Na etapa do Bahrain de 2020, assistimos um dos acidentes mais espetaculares da Fórmula 1 moderna, e a Fórmula 1 deu ao público tudo aquilo que ele mais gosta nas corridas de automóveis, um acidente extraordinário e um piloto saindo ileso ou quase ileso do acidente.

 

É isto mesmo pessoal, o risco faz parte do sucesso, não apenas na Fórmula 1, mas em todo tipo de esporte a motor, se não houver risco, não há interesse, sejam nas corridas de automóveis, de motocicletas, barcos, etc., basta observar as propagandas das provas automobilísticas, todas elas trazem acidentes espetaculares. Já fui criticado muitas vezes, por tentar explicar isto, sempre digo que existem duas coisas que o público adora: uma é ver um grande acidente e a outra, é ver que o piloto saiu ileso do acidente. Outro tema que também me criticam quando comento, mas que é fato, é que após os grandes acidentes, os equipamentos e os procedimentos de segurança evoluem! Isto também não é uma particularidade do automobilismo, isso acontece na aviação, na náutica, no motociclismo e até na engenharia civil.

 

O grande questionamento que recebo é: E por que não fazem essas evoluções antes dos acidentes acontecerem? É porque não dá para pensar em todas as possibilidades de acidentes. Nos acidentes prováveis, que alguns chamam de incidentes, sempre se fez o preventivo, mas naqueles que são realmente “acidentes” (segundo a etimologia da palavra), não dá para estar totalmente preparado, já que acidente é tudo aquilo que acontece e não tem como ter sido previsto, é o inesperado acontecendo.

 

 As imagens de Romain Grosjean sanido no meio das chamas impressionaram a todos que estavam assistindo a corrida.

 

Após este “desabafo”, vamos ao tema principal desta coluna, o acidente do Romain Grosjean. O que estava errado? O que estava certo? Será que a equipe de resgate estava realmente preparada? Como é feito este preparo? E nas outras corridas que não têm o mesmo “glamour” que a Fórmula 1, como é feito o preparo da equipe de resgate, se é que ele é feito?

 

Este tema daria para escrever um livro, porém, vamos tentar sintetizar algumas informações para que entendamos como funciona o resgate no automobilismo mundial e o nacional. Em relação ao mundial, falarei um pouco sobre o conhecimento que obtive, quando trabalhei diretamente com a equipe de resgate da Fórmula 1 para o GP Brasil, no início desta década, e sobre o automobilismo nacional, poderei falar através da experiência que possuo por ser Diretor de Provas da CBA.

 

Mas antes, vamos avaliar o “espetacular” acidente do Grosjean.

O que deu certo?

Tudo!

 

O Grosjean está vivo e está bem após este acidente.

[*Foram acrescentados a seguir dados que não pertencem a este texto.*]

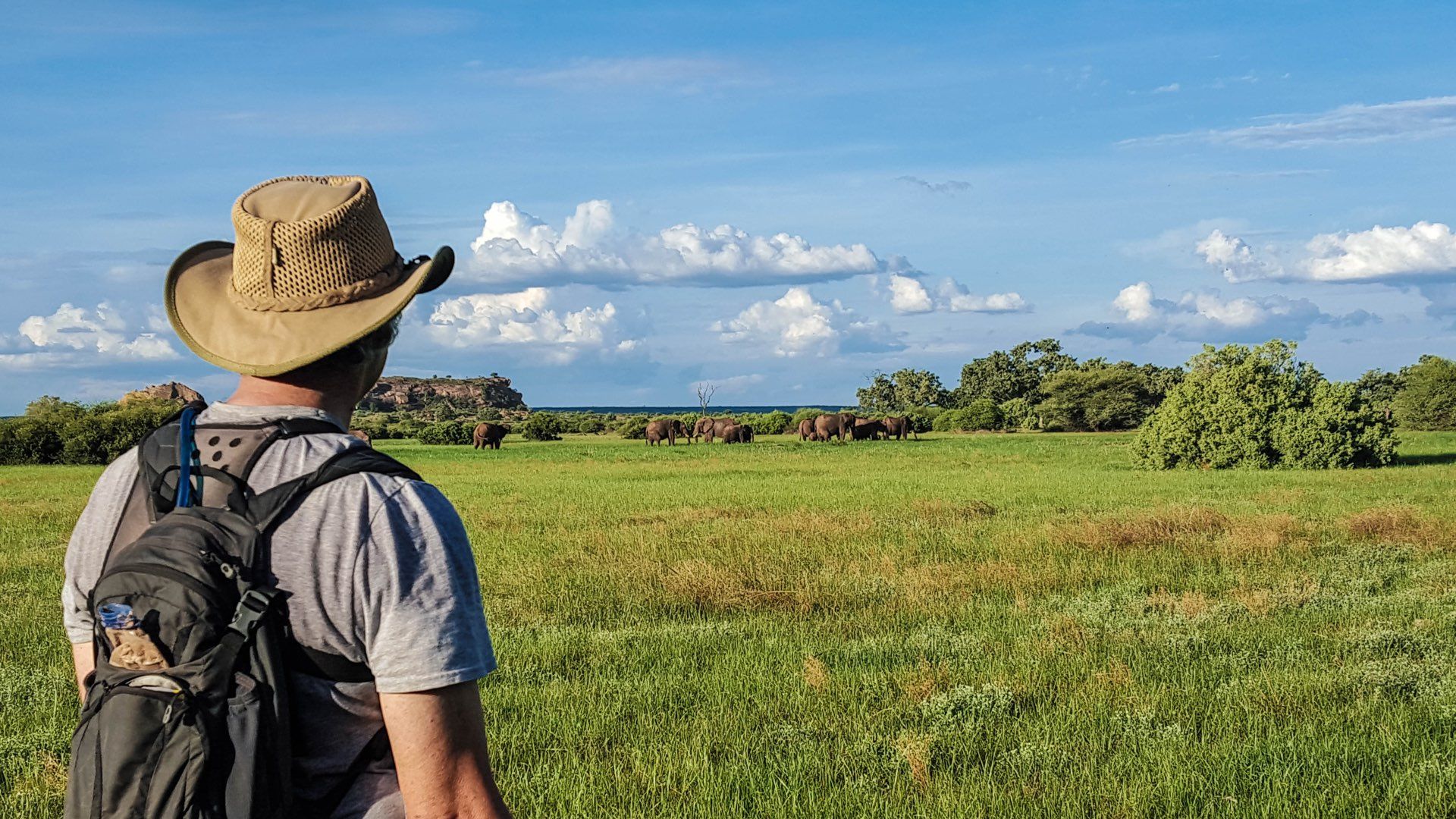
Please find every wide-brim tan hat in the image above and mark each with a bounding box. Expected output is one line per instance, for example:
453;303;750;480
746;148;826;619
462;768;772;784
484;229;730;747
166;177;454;376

Podemos considerar alguns fatores, entre eles “sorte” (sobre a sorte, falo mais adiante), mas principalmente porque o carro de Fórmula 1 é extremamente seguro; porque há pouco tempo, em 2018, foi introduzido o “halo”; e porque tinha um ótimo macacão anti-chamas. Grosjean está bem porque “tudo deu certo” apesar do acidente!

 

Alguma coisa estava errada?

Acredito que nada!

 

Apesar de podermos melhorar  certas coisas, tal como o guard-rail que não deveria abrir , mas ali foi uma questão de pura física e imagino que se não abrisse, talvez se rompesse, pois uma colisão de 220 km/h, aproximadamente 840 quilos (carro + piloto + combustível), resulta em um impacto de mais de 40 toneladas. É difícil imaginar que uma lâmina de guard-rail aguentaria, mas como eu não sou físico e nem engenheiro, não posso opinar, porém tenho certeza de que a FIA já está pensando em algo. Aqui vale um comentário que vi na internet: “foi uma falha da FIA, pois deveria ter colocado proteção de pneus naquele ponto”. Me desculpe Sr. “Crítico de Sofá”, mas nenhum Oficial de Competição ou Engenheiro, ou seja lá quem fosse, imaginaria uma colisão naquele ponto e daquela forma, toda vez que pensamos em barreiras de pneus, pensamos no lado externo das curvas, para onde os carros vão quando escapam e não do lado interno (uma questão de física).

 

   Imagem extraída do site Globo Esporte do momento da passagem dos carros após a largada.

 

Por isso é que podemos chamar aquela ocorrência de verdadeiro “acidente”. Para a prova seguinte, no mesmo circuito, foi colocada a barreira de pneus, porém, apesar de improvável uma nova ocorrência naquele ponto e daquela forma, seria negligência não colocar uma proteção extra, após o que aconteceu com o Grosjean.

 

Houve sorte?

De certa forma sim!

 

Por ter sido na primeira volta, o medical-car chegou quase que imediatamente já que sempre acompanha o pelotão na volta de largada, mas se fosse nas voltas seguintes, o  medical-car estaria parado em algum ponto da pista e imagino que a pelo menos “1 minuto” do local da batida (na maioria dos GPs o medical-car e o safety-car ficam parados na saída de box), neste caso, o primeiro que chegaria, seria o carro de resgate e/ou extração, que trabalha com uma expectativa de chegada aos acidentes, entre 30 e 45 segundos.

 

Se fosse desta forma, após a primeira volta, hoje teríamos uma boa parte da imprensa e dos fãs criticando o “resgate” da F1 pela demora. Eu sei que é muito tenso assistir uma corrida, seja ela qual for, quando acontecem os acidentes, para nós que estamos em casa assistindo pela TV, dá a impressão de que 30 segundos é uma eternidade, parece que estão todos negligenciando, mas para quem está na pista, envolvido com a  corrida, sabe que se chegar em 30 segundos é excelente, demonstra que os protocolos e procedimentos estão corretos e ele conseguiu cumprir os  30 a 45 segundos que é a expectativa.

 

Vou fazer mais um desabafo através de uma explicação:

 

 Lance Stroll sendo resgatado do seu carro capotado. Imagem extraída do site GP Brasil.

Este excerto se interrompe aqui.